Here are some of those answers.

“We recognize the problem,” Choi began, “because a lot of the content is generated by artificial intelligence.” “On the one hand, people want to be more creative, so we think we have to provide a solution so that people can become more creative,” he said. “On the other hand, nowadays it’s very difficult to differentiate between real and fake photos and videos. I think that’s a problem, and we’re aware of that, and I think it’s a problem that we have to solve at the industry level.”

“You might look at C2PA as a failure, but it’s still enough to provide a mechanism if people want to verify that those photos and videos were taken by AI. I think we have to provide a mechanism so people can use it. I think it’s an ongoing effort across the industry to solve this problem,” he added.

He concluded: “I think that if we make joint efforts to solve this problem, I think we should be able to do it.”

As does my colleague Jess Weatherbed he wrote earlier this weekwe’re starting to worry that this kind of “industry will solve this problem together” rhetoric, and C2PA itself, are a substitute for actual meaningful action.

And maybe respond to Our Samsung AI watch reportDave Das, CEO of Samsung America, also said that the company is still learning about the acceptability of artificial intelligence when creating its own ads. The company “just started using some AI content in our creatives, and the feedback has been very clear,” he admitted.

“We’re trying to figure out where to use it, and how to be very clear about when we’re using AI-generated content versus naturally generated content,” Das said.

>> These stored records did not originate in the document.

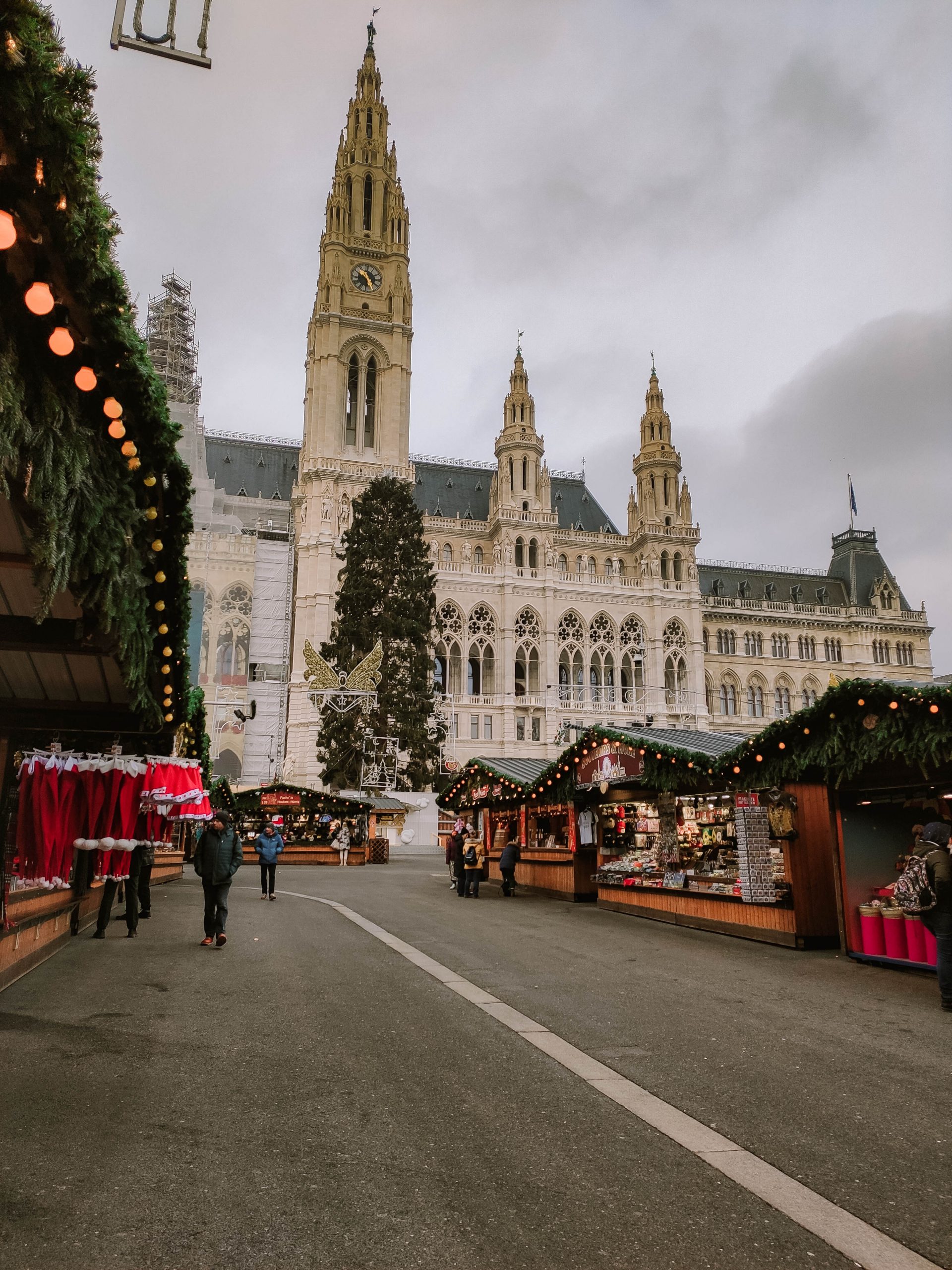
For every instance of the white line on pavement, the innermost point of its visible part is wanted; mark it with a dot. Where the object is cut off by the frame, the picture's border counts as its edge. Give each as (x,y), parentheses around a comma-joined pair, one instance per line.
(844,1232)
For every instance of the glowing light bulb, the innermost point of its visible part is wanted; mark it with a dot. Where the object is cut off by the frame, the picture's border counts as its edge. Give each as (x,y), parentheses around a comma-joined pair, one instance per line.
(61,342)
(40,299)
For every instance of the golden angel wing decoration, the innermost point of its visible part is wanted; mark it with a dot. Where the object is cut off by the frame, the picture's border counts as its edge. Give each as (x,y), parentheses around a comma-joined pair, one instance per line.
(366,676)
(319,674)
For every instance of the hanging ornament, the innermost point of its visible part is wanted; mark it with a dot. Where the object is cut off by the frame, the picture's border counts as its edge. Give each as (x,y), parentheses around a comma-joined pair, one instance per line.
(8,232)
(40,299)
(61,342)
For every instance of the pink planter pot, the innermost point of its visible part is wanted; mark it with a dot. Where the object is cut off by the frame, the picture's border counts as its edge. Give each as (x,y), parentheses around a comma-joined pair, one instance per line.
(871,925)
(916,939)
(894,930)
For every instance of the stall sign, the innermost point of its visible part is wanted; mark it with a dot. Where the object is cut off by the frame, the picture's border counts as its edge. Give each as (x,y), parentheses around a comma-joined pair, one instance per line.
(280,798)
(608,765)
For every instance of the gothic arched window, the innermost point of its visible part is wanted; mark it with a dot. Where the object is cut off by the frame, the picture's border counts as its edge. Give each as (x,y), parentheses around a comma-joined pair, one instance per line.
(353,380)
(367,201)
(370,403)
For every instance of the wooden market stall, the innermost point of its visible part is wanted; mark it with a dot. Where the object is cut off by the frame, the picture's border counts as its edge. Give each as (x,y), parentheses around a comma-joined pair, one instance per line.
(306,820)
(94,502)
(881,752)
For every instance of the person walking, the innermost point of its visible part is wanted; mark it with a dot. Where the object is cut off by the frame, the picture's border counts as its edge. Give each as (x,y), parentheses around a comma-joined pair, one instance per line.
(933,846)
(459,847)
(474,855)
(268,846)
(507,865)
(342,841)
(218,860)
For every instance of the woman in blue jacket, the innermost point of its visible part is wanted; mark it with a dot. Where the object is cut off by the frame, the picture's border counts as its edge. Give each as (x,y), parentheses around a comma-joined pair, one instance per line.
(268,845)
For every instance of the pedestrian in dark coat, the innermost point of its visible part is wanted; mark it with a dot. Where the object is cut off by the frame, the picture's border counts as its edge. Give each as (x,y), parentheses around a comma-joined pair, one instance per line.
(933,846)
(507,867)
(218,860)
(459,867)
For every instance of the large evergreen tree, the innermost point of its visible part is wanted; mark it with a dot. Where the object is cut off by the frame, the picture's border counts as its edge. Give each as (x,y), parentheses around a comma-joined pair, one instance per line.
(385,593)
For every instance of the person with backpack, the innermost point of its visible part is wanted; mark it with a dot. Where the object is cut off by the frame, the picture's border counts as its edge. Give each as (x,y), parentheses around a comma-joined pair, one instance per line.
(937,917)
(474,855)
(507,865)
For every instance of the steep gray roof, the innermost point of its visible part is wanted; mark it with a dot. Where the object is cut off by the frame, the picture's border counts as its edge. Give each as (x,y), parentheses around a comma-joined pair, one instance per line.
(262,469)
(760,578)
(451,489)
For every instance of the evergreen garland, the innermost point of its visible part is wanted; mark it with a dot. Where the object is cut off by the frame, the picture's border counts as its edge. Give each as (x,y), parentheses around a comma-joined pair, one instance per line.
(385,593)
(84,507)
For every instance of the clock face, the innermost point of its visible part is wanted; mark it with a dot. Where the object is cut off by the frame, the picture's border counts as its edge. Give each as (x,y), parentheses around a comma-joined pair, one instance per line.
(366,277)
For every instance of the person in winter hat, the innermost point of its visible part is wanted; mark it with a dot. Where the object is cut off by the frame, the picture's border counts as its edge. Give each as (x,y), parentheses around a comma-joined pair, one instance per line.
(218,860)
(933,846)
(268,846)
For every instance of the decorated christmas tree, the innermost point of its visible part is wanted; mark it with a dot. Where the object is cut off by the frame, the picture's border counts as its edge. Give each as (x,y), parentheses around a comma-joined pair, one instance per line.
(385,593)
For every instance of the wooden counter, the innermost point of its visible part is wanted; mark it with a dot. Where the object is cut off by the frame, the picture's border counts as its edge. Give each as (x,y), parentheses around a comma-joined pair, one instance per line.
(558,873)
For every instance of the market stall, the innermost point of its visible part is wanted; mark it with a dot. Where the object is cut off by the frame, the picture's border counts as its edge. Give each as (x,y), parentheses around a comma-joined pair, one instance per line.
(94,522)
(307,820)
(885,747)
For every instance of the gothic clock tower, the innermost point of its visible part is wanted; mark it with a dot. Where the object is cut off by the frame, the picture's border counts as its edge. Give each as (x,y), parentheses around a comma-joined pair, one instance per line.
(357,399)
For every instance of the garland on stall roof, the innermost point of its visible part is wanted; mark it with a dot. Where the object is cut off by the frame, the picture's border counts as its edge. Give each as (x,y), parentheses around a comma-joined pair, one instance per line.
(87,446)
(853,724)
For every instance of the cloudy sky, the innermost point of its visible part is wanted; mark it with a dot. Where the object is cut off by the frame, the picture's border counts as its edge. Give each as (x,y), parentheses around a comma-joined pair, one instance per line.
(760,191)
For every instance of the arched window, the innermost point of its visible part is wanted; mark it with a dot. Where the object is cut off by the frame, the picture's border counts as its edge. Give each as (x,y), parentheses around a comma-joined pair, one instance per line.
(353,380)
(729,699)
(367,201)
(781,701)
(756,701)
(371,403)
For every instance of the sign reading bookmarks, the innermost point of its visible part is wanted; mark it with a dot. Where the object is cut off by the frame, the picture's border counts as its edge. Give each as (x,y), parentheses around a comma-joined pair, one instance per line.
(280,798)
(608,765)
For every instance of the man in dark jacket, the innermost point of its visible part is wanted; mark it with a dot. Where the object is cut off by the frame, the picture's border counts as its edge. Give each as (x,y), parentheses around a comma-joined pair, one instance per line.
(218,859)
(933,846)
(507,867)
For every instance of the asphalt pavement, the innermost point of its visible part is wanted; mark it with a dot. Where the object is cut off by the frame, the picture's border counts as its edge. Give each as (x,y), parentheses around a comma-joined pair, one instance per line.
(309,1098)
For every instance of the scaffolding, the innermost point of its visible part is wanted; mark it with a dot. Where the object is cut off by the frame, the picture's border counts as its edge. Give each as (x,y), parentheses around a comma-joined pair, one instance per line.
(171,338)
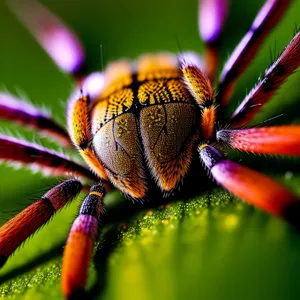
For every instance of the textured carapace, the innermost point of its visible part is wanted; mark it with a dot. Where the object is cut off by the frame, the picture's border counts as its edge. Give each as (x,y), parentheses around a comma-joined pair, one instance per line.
(145,117)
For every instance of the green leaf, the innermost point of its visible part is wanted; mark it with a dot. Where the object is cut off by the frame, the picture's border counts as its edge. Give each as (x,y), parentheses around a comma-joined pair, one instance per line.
(210,247)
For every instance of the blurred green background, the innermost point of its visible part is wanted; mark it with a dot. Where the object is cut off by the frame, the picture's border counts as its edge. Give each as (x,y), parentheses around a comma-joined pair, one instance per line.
(210,247)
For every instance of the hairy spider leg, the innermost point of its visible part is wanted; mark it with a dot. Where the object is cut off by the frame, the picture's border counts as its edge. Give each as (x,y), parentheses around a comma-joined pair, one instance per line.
(285,65)
(79,247)
(14,110)
(251,186)
(200,87)
(37,158)
(268,16)
(79,127)
(18,229)
(283,140)
(211,18)
(59,41)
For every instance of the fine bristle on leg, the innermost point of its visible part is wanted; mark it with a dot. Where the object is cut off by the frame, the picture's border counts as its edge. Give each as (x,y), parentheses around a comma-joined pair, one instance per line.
(285,65)
(59,41)
(26,114)
(282,140)
(212,16)
(251,186)
(18,229)
(268,16)
(79,127)
(79,247)
(50,163)
(201,89)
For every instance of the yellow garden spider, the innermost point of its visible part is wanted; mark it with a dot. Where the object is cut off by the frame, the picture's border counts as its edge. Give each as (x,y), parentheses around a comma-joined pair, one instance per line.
(146,122)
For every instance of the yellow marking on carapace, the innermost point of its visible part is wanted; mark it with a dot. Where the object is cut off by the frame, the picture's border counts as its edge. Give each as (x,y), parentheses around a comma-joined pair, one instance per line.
(92,160)
(80,128)
(96,193)
(170,173)
(208,122)
(163,91)
(132,186)
(154,91)
(77,257)
(198,85)
(112,106)
(201,147)
(117,76)
(157,66)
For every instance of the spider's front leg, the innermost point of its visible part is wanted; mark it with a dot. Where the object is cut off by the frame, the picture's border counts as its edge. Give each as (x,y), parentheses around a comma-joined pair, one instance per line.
(23,225)
(251,186)
(212,15)
(79,248)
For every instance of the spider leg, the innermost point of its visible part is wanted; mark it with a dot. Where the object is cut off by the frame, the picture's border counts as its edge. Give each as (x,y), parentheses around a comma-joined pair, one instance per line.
(212,16)
(26,114)
(283,140)
(59,41)
(251,186)
(268,16)
(285,65)
(51,163)
(200,87)
(79,247)
(79,127)
(18,229)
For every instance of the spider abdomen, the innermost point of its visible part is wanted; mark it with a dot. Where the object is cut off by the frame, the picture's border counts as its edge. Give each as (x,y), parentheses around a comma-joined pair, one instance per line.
(147,119)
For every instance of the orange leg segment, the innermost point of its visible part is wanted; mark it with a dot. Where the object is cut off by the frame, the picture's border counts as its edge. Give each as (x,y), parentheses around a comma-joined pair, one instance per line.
(19,228)
(283,140)
(201,89)
(79,248)
(251,186)
(80,131)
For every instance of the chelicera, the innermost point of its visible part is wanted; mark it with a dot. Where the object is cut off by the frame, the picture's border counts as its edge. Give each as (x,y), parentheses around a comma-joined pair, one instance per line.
(147,121)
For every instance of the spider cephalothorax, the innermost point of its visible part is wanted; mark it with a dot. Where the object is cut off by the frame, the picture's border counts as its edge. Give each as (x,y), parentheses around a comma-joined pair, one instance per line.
(145,122)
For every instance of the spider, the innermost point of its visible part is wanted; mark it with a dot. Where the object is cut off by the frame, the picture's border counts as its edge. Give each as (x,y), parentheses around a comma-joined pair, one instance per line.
(145,122)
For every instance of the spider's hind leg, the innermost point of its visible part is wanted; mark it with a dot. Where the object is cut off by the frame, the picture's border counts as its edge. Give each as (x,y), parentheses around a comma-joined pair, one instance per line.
(22,113)
(251,186)
(79,248)
(268,16)
(18,229)
(59,41)
(212,15)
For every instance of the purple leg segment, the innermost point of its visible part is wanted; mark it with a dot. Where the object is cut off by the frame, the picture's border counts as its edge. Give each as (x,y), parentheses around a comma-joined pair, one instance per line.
(38,158)
(285,65)
(59,41)
(269,15)
(26,114)
(212,16)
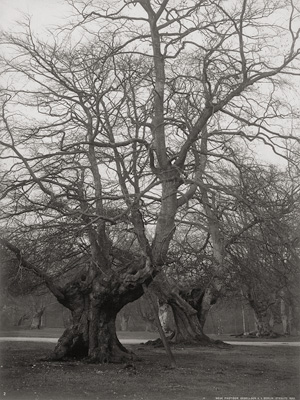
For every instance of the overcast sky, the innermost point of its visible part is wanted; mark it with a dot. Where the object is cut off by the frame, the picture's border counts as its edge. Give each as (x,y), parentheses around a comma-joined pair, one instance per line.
(47,12)
(43,12)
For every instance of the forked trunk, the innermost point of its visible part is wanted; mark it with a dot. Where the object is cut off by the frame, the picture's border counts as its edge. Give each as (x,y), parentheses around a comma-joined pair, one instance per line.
(188,327)
(92,336)
(94,303)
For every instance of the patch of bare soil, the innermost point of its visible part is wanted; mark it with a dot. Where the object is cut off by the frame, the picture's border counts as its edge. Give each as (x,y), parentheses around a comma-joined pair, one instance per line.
(201,373)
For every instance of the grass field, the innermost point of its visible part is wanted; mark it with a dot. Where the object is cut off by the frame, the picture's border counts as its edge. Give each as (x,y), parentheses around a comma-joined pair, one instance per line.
(201,373)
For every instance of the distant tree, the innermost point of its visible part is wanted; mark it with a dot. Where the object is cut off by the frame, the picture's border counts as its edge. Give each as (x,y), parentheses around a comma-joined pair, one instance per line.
(109,132)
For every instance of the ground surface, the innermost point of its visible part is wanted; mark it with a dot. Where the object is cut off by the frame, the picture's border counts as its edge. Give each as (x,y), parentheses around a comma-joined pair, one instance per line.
(201,373)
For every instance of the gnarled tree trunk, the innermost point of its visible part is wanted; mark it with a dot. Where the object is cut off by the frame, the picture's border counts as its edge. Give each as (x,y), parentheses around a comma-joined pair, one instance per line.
(94,306)
(188,328)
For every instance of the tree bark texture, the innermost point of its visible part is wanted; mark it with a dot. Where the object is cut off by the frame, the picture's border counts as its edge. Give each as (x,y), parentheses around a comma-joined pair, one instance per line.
(94,306)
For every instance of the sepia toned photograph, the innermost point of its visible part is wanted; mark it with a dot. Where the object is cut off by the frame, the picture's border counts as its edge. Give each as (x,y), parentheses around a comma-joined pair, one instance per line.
(150,199)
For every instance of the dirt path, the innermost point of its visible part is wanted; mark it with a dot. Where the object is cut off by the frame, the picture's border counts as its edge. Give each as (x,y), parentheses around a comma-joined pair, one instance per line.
(201,373)
(140,341)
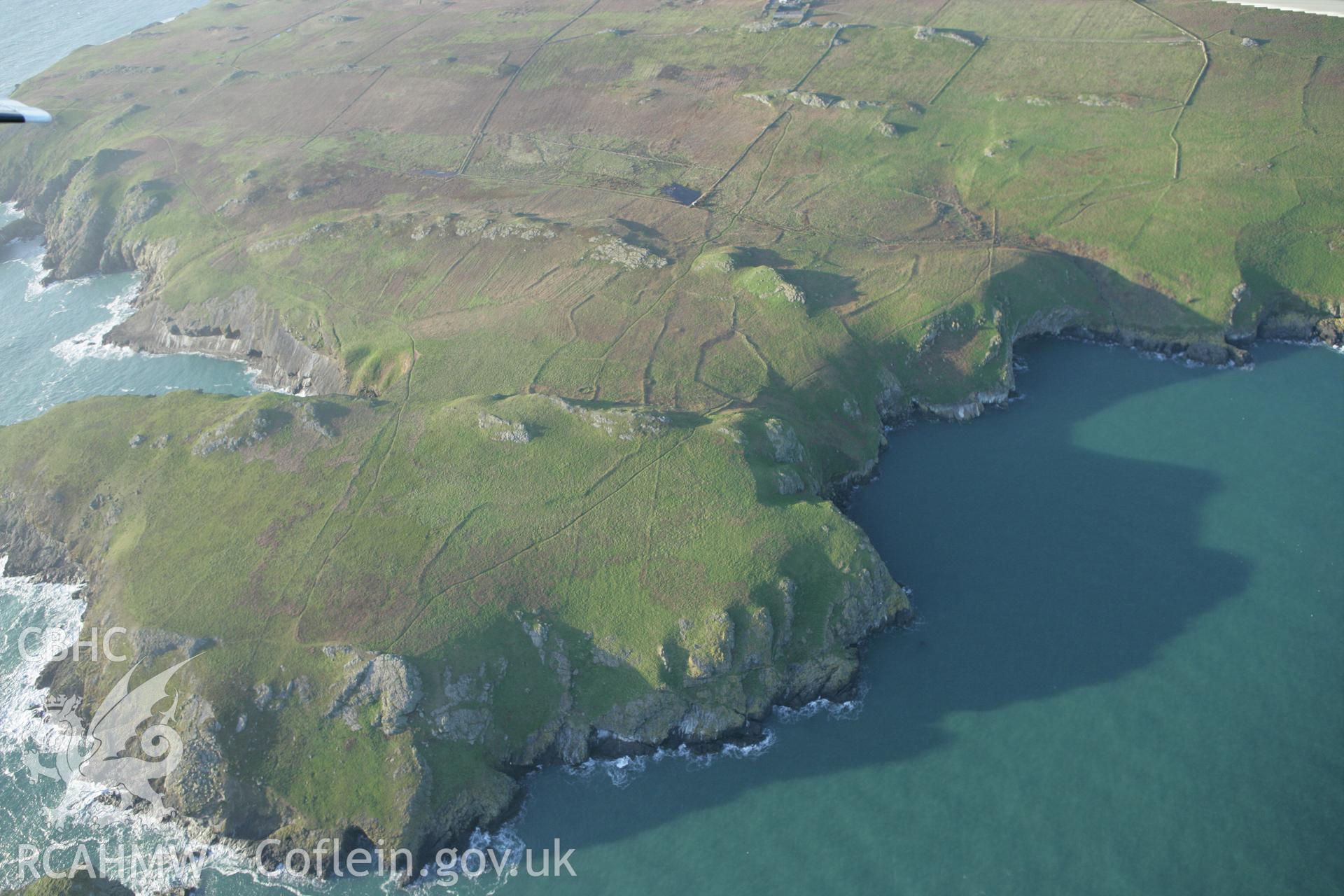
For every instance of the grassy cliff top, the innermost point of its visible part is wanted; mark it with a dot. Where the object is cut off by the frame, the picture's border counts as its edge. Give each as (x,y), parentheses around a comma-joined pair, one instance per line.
(625,289)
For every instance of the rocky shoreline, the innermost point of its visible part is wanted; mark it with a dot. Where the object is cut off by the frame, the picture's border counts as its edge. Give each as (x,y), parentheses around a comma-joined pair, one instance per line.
(83,239)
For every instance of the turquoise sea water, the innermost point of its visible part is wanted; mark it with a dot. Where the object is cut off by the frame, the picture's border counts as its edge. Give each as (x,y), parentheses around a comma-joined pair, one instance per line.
(1126,678)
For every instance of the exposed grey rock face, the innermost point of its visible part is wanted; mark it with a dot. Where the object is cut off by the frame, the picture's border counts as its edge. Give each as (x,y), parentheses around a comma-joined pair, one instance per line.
(385,681)
(241,328)
(788,449)
(30,550)
(198,785)
(617,251)
(503,430)
(708,647)
(241,431)
(790,481)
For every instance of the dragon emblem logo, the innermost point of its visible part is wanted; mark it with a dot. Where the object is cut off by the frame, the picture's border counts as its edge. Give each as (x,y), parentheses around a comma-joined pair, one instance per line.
(99,755)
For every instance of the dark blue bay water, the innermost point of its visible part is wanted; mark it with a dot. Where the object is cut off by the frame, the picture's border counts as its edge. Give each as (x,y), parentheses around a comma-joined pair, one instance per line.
(1128,673)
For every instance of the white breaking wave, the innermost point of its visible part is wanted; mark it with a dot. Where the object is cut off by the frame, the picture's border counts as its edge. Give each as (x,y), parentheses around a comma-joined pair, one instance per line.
(843,710)
(89,343)
(24,602)
(622,770)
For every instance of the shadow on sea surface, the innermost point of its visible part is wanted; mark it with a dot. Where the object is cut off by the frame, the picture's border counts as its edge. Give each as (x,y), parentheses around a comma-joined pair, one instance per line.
(1038,566)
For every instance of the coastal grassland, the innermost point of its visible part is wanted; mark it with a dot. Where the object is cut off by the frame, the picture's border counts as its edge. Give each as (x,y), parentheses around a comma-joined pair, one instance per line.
(279,528)
(622,296)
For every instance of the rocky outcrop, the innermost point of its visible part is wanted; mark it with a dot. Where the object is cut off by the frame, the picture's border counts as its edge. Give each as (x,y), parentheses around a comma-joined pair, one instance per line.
(1300,327)
(241,328)
(30,550)
(385,682)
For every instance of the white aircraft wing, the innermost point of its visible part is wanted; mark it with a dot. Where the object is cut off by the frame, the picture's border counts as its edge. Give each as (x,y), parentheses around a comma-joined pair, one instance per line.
(17,113)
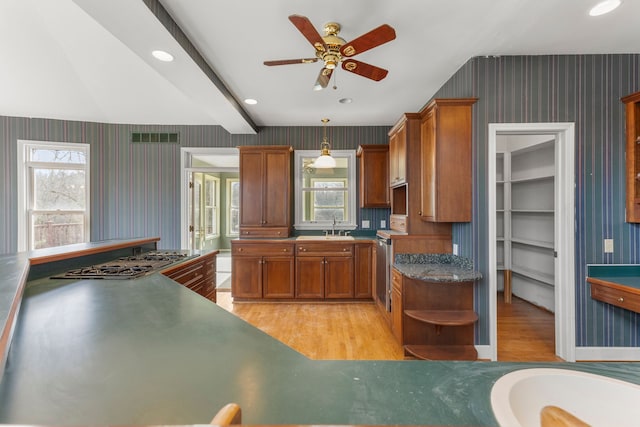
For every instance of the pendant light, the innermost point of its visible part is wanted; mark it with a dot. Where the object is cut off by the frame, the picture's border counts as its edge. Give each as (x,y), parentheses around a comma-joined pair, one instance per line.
(325,161)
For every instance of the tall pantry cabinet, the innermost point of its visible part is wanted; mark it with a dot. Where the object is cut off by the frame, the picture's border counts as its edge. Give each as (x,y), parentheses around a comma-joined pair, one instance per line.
(265,191)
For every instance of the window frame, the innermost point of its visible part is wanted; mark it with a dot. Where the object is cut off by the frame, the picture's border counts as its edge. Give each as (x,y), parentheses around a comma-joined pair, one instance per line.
(351,191)
(26,190)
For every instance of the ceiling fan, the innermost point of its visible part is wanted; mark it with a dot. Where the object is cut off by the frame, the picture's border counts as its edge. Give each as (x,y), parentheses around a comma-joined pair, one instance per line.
(332,50)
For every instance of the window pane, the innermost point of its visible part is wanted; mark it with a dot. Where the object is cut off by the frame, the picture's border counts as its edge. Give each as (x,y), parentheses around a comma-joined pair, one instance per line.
(57,156)
(59,189)
(54,229)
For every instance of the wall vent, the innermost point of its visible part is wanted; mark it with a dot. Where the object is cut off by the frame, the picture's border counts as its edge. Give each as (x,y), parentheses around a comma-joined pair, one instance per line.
(153,137)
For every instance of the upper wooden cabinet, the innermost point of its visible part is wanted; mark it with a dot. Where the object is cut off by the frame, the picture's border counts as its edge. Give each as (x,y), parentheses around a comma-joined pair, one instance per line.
(265,191)
(632,103)
(398,151)
(445,135)
(374,176)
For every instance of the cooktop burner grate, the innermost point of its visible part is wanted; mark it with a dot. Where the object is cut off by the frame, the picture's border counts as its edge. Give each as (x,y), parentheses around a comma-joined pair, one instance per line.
(126,267)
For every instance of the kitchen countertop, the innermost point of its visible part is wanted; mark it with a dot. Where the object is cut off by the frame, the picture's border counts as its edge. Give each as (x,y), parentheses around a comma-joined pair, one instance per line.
(436,267)
(149,351)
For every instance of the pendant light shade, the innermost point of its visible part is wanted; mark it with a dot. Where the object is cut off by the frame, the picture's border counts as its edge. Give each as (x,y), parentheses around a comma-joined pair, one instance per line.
(325,161)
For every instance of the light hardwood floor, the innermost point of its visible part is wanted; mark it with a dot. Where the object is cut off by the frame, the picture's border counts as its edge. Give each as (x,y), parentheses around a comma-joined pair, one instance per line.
(357,331)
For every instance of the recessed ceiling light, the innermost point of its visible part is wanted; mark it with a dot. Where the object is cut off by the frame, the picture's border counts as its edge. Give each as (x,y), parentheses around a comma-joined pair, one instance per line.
(163,56)
(604,7)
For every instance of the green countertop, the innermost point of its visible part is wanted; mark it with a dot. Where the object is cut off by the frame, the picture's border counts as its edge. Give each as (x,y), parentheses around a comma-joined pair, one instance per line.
(149,351)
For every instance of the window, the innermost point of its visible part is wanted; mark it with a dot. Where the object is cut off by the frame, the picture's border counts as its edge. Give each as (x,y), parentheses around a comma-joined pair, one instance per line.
(233,207)
(54,197)
(325,198)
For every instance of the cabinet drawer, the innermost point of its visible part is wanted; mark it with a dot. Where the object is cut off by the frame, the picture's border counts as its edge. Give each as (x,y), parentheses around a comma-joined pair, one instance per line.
(398,223)
(324,249)
(615,296)
(262,248)
(275,232)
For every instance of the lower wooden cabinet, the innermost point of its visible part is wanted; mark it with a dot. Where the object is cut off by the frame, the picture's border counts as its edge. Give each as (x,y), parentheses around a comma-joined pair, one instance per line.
(287,270)
(262,270)
(433,320)
(197,274)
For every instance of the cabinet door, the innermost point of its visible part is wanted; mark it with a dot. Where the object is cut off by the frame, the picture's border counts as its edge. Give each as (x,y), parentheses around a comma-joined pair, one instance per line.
(374,176)
(338,277)
(428,167)
(251,188)
(310,277)
(278,277)
(277,174)
(363,277)
(246,276)
(397,156)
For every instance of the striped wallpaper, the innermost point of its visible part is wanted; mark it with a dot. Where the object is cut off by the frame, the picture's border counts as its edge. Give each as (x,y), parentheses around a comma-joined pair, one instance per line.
(136,187)
(585,89)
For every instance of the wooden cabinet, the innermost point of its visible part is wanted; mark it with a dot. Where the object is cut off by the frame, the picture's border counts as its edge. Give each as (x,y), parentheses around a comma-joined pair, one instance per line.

But Das still sees it as a juggle between business priorities, not a social responsibility. “It boils down to giving the creator the choice,” he said, noting that Samsung’s mission is to find “the right balance.”

Later in the morning, a KTLA-TV technology reporter Rich DiMuro I sensed Samsung’s position with a completely different question. He wondered if Samsung might want to do this Easier For customers to remove their AI watermark from AI generated images.

Three screenshots taken from AI-generated Samsung ads on YouTube.

“If I’m creating a Christmas card using all your fun tools, do I really want to say ‘AI-generated content?'” DiMuro asked.

Drew Blackard, senior vice president of mobile product management at Samsung America, led the charge. “If we feel that consumers really want that ability to remove watermarks, and there are other ways to address the first point about authenticity at the same time, then we will do both and deliver the best of what people want from experiences,” he concluded.

“At least for now, there’s enough consumer concern about authenticity, which is the main thing we’ve solved, in terms of watermarks in both the metadata and on the image itself. And not all services do that,” he said.

Blackard also suggested that we might look back one day and realize that AI-generated content is no big deal, and that our perceptions may change over time, in the same way perceptions of user-generated content changed in the beginning. He said people were concerned then about “the amount of content now flowing into the system” and how it wasn’t the professional video product they were accustomed to.

I wonder if Samsung and its fellow smartphone makers have thought the opposite: that AI-generated image perceptions might become equal. less This technology becomes favorable after people lose their jobs to cheaply produced artificial intelligence, and after lying, cheating, and stealing become much easier in the absence of reliable recorded evidence.

I wonder if they have thought about solving this problem “industry wide” before They break the dam, and whether perception might overturn against Samsung to help create the flood that comes next.